The AI era has upended all of this, with one of the most powerful use cases for AI lying in its ability to discern the subtle patterns and connections that are only visible when looking at data at scale. In the past, one of the greatest limitations was the scalability of the search infrastructure to tractably and performantly search immense datasets. Today's hyperscale databases like Spanner are capable of such scale and parallelism that it is possible to search even the largest datasets under the heaviest loads in effectively realtime given a sufficient number of nodes. The limitation now lies in the need for AI-driven analytic pipelines to examine an increasing fraction of those results. Instead of returning a few dozen to a few hundred results, the most advanced workflows may need to examine billions of results, shifting the computational burden from the search stage to the retrieval stage.

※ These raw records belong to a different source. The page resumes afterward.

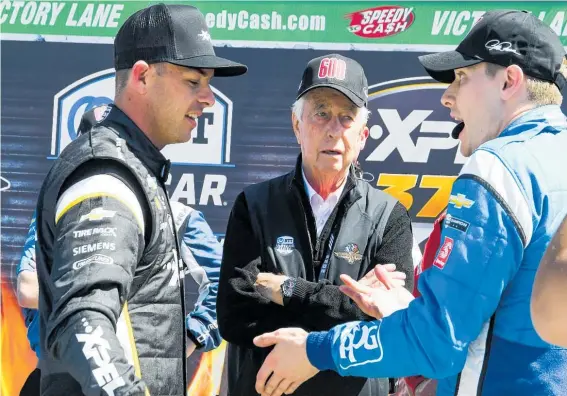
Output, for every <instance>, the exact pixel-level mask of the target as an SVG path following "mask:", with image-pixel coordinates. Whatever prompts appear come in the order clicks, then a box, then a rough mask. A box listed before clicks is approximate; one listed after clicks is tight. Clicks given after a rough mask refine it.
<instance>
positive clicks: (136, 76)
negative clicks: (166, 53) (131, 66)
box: [130, 61, 150, 94]
mask: <svg viewBox="0 0 567 396" xmlns="http://www.w3.org/2000/svg"><path fill="white" fill-rule="evenodd" d="M149 75H150V65H148V64H147V63H146V62H144V61H138V62H136V63H134V66H132V71H131V72H130V80H131V81H130V82H131V83H132V86H133V87H134V89H135V90H136V91H137V92H138V93H140V94H145V93H146V92H147V91H148V77H149Z"/></svg>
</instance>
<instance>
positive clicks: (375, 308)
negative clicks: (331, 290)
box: [339, 266, 415, 319]
mask: <svg viewBox="0 0 567 396" xmlns="http://www.w3.org/2000/svg"><path fill="white" fill-rule="evenodd" d="M372 272H374V274H375V275H376V279H378V281H379V283H380V285H379V286H373V287H368V286H364V285H363V284H362V283H361V282H357V281H355V280H354V279H352V278H351V277H350V276H348V275H345V274H343V275H341V280H342V281H343V282H344V283H345V285H343V286H340V287H339V288H340V290H341V291H342V292H343V293H344V294H346V295H347V296H349V297H350V298H351V299H352V300H353V301H354V302H355V303H356V305H358V307H359V308H360V309H361V310H362V312H364V313H365V314H367V315H370V316H372V317H374V318H376V319H381V318H383V317H386V316H389V315H391V314H392V313H394V312H396V311H398V310H400V309H404V308H407V307H408V305H409V303H410V302H411V301H412V300H413V299H414V298H415V297H414V296H413V295H412V294H411V293H410V292H409V291H407V290H406V289H405V288H404V287H403V286H397V285H396V284H395V283H394V280H393V279H391V278H390V274H389V272H388V271H387V270H386V269H385V268H383V266H376V267H375V268H374V270H373V271H372Z"/></svg>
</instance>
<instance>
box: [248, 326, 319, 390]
mask: <svg viewBox="0 0 567 396" xmlns="http://www.w3.org/2000/svg"><path fill="white" fill-rule="evenodd" d="M306 343H307V332H306V331H305V330H303V329H299V328H286V329H279V330H276V331H274V332H272V333H265V334H262V335H260V336H258V337H256V338H254V344H255V345H256V346H258V347H261V348H265V347H269V346H272V345H275V347H274V349H273V350H272V352H270V354H269V355H268V357H266V360H265V361H264V364H262V367H261V368H260V371H258V375H257V376H256V392H258V393H260V394H261V395H262V396H280V395H282V394H284V393H285V394H286V395H289V394H292V393H293V392H295V390H296V389H297V388H298V387H299V386H300V385H301V384H302V383H304V382H305V381H307V380H308V379H309V378H311V377H313V376H314V375H315V374H317V373H318V372H319V370H317V369H316V368H315V367H313V366H312V365H311V363H310V362H309V359H308V357H307V347H306Z"/></svg>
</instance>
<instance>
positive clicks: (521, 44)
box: [419, 10, 567, 90]
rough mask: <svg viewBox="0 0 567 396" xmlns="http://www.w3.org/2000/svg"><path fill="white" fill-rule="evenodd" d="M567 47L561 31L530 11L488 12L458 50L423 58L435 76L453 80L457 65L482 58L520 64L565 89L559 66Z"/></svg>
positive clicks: (500, 64)
mask: <svg viewBox="0 0 567 396" xmlns="http://www.w3.org/2000/svg"><path fill="white" fill-rule="evenodd" d="M564 59H565V49H564V48H563V44H562V43H561V40H560V38H559V37H558V36H557V34H556V33H555V32H554V31H553V30H552V29H551V28H550V27H548V26H547V25H545V24H544V23H543V22H542V21H540V20H539V19H538V18H537V17H536V16H534V15H532V14H531V13H529V12H527V11H517V10H497V11H489V12H487V13H485V14H484V15H483V16H482V17H481V18H480V20H479V21H478V22H477V23H476V24H475V25H474V26H473V28H472V29H471V31H470V32H469V34H468V35H467V36H466V37H465V38H464V39H463V40H462V41H461V43H460V44H459V45H458V46H457V48H456V49H455V51H447V52H440V53H436V54H429V55H423V56H420V57H419V61H420V62H421V64H422V65H423V67H424V68H425V70H426V71H427V72H428V73H429V75H430V76H431V77H433V78H434V79H435V80H437V81H440V82H444V83H451V82H453V80H454V79H455V73H454V70H455V69H459V68H462V67H467V66H472V65H475V64H477V63H480V62H488V63H494V64H497V65H500V66H504V67H507V66H510V65H513V64H515V65H518V66H520V67H521V68H522V70H523V71H524V73H525V74H526V75H528V76H530V77H533V78H537V79H539V80H543V81H549V82H552V83H554V84H555V85H557V87H558V88H559V89H560V90H561V89H563V87H564V86H565V85H566V83H567V81H566V79H565V77H564V76H563V75H562V74H561V72H560V71H559V69H560V68H561V65H562V63H563V60H564Z"/></svg>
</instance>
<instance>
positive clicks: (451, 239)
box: [433, 237, 454, 269]
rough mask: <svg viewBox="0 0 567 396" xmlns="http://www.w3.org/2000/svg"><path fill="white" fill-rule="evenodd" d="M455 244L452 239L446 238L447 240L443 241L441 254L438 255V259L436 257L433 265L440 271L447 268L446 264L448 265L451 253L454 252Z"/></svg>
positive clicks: (445, 238) (437, 256)
mask: <svg viewBox="0 0 567 396" xmlns="http://www.w3.org/2000/svg"><path fill="white" fill-rule="evenodd" d="M453 244H454V241H453V239H452V238H449V237H445V240H444V241H443V245H442V246H441V248H440V249H439V253H437V257H435V260H434V261H433V265H435V266H436V267H437V268H440V269H443V267H445V264H447V260H448V259H449V256H450V255H451V251H452V250H453Z"/></svg>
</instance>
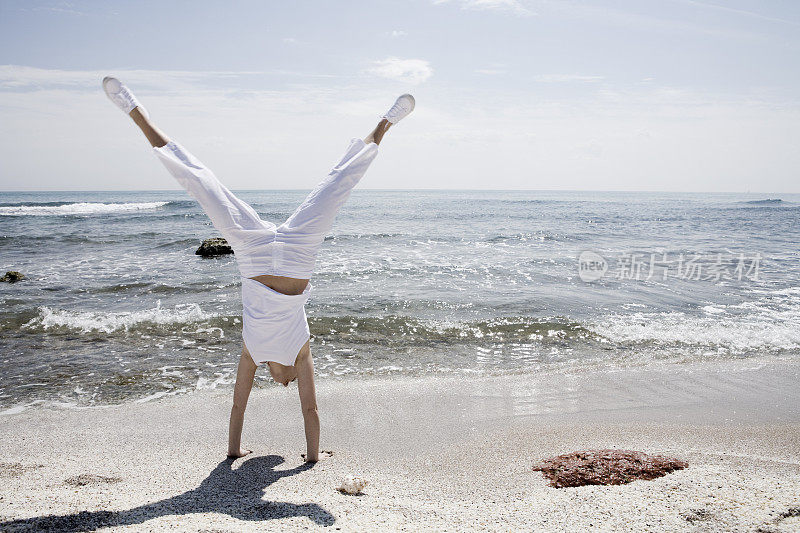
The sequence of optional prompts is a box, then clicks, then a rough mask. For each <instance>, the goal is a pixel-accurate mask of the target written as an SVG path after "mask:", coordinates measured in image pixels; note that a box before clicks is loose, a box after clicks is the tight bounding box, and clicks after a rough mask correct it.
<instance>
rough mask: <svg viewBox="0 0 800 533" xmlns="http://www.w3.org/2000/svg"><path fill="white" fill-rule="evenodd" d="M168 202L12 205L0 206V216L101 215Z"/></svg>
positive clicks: (163, 203) (121, 212)
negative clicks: (60, 204) (52, 204)
mask: <svg viewBox="0 0 800 533" xmlns="http://www.w3.org/2000/svg"><path fill="white" fill-rule="evenodd" d="M168 203H169V202H130V203H99V202H78V203H72V204H63V205H12V206H0V216H2V215H5V216H20V215H23V216H47V215H50V216H52V215H102V214H106V213H125V212H129V211H142V210H145V209H157V208H159V207H163V206H165V205H167V204H168Z"/></svg>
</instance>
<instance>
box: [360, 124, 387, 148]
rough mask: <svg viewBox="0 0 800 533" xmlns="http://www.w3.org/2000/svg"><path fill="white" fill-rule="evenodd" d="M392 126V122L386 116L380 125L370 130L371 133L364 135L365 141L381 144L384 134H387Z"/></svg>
mask: <svg viewBox="0 0 800 533" xmlns="http://www.w3.org/2000/svg"><path fill="white" fill-rule="evenodd" d="M391 126H392V123H391V122H389V121H388V120H386V119H385V118H384V119H382V120H381V121H380V122H378V125H377V126H375V129H374V130H372V132H370V134H369V135H367V136H366V137H364V142H365V143H367V144H369V143H373V142H374V143H375V144H380V143H381V141H382V140H383V136H384V135H386V132H387V131H389V128H390V127H391Z"/></svg>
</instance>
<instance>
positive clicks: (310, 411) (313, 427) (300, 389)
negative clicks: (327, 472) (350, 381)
mask: <svg viewBox="0 0 800 533" xmlns="http://www.w3.org/2000/svg"><path fill="white" fill-rule="evenodd" d="M294 366H295V370H296V371H297V391H298V392H299V393H300V408H301V409H302V410H303V422H304V424H305V429H306V455H305V459H306V461H307V462H309V463H315V462H317V461H319V414H318V413H317V391H316V388H315V386H314V360H313V359H311V349H310V348H309V345H308V343H306V344H305V346H303V348H302V349H301V350H300V353H299V354H298V355H297V361H295V363H294Z"/></svg>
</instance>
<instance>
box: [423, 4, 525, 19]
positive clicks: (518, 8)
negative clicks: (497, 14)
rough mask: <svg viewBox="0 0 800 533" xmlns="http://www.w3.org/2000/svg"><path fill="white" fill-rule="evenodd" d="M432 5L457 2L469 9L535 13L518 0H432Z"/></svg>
mask: <svg viewBox="0 0 800 533" xmlns="http://www.w3.org/2000/svg"><path fill="white" fill-rule="evenodd" d="M433 3H434V5H440V4H448V3H457V4H459V5H460V6H461V9H465V10H470V11H505V12H507V13H513V14H515V15H519V16H530V15H535V14H536V13H534V12H533V11H531V10H530V9H528V8H527V7H525V5H523V3H522V2H520V1H519V0H433Z"/></svg>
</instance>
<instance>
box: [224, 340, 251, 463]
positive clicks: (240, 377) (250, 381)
mask: <svg viewBox="0 0 800 533" xmlns="http://www.w3.org/2000/svg"><path fill="white" fill-rule="evenodd" d="M256 368H258V367H257V366H256V364H255V363H254V362H253V358H252V357H250V354H249V353H248V352H247V348H243V349H242V356H241V358H239V369H238V370H237V371H236V385H234V387H233V407H232V408H231V421H230V425H229V426H228V457H243V456H245V455H247V454H248V453H250V450H243V449H242V425H243V424H244V411H245V409H246V408H247V399H248V398H249V397H250V390H252V388H253V378H254V377H255V375H256Z"/></svg>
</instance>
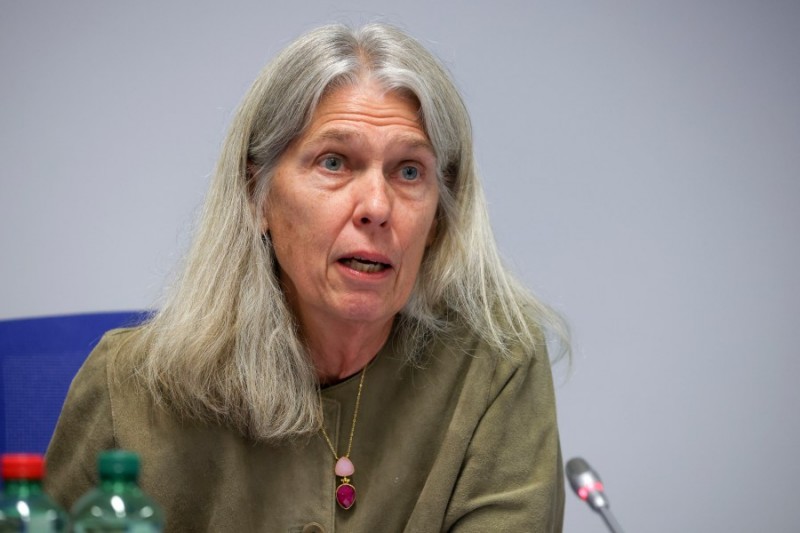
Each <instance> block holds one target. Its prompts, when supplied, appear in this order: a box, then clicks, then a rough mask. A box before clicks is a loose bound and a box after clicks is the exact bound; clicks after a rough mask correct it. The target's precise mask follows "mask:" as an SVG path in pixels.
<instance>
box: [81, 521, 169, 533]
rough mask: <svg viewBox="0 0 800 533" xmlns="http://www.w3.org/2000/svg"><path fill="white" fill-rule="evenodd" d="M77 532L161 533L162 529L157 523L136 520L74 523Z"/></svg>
mask: <svg viewBox="0 0 800 533" xmlns="http://www.w3.org/2000/svg"><path fill="white" fill-rule="evenodd" d="M73 531H74V532H75V533H161V531H162V529H161V528H160V527H159V526H157V525H155V524H148V523H147V522H138V523H136V522H134V523H128V524H119V525H111V524H101V523H96V524H74V529H73Z"/></svg>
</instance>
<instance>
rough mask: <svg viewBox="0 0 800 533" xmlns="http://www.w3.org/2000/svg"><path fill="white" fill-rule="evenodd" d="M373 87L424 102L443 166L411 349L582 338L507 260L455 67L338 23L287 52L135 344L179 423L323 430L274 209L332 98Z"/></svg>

For example, many of our new Gemini-powered data journalism experiments require precise day-level timelines counting the exact number of times a given phrase was spoken or appeared onscreen on global television news over the past quarter-century in order for Gemini to reason about the temporal patterns in its coverage. While Gemini has access only to the final CSV timeline that contains only those daily counts and cannot see the content itself, generating many of these timelines requires Spanner to scan, unpack and aggregate hundreds of millions to billions of date records to form the final timeline. A fulltext search index can be heavily optimized to return the top 100 results for a keyword in milliseconds. Unpacking billions of INT64 dates from disk to make an exact timeline of the appearances of the word "trump" or "live" on television news simply approaches the limits of what can be done computationally in realtime. In other cases, we are exploring AI-assisted filtering workflows in which a human user describes in rich detail the precise search results they are interested in and a model performs post-filtering of the keyword results to identify the most relevant matches to return to the human user, with no data being used to train or tune any model.

As we relaunch the massively expanded Television News Explorer, we are reimagining many of the design principles of the Explorer as we think about how to accommodate this new retrieval-centric model of search. Across the board, we're leveraging Spanner's immense speed and scalability to make even the largest of these new retrieval-centric workflows tractable.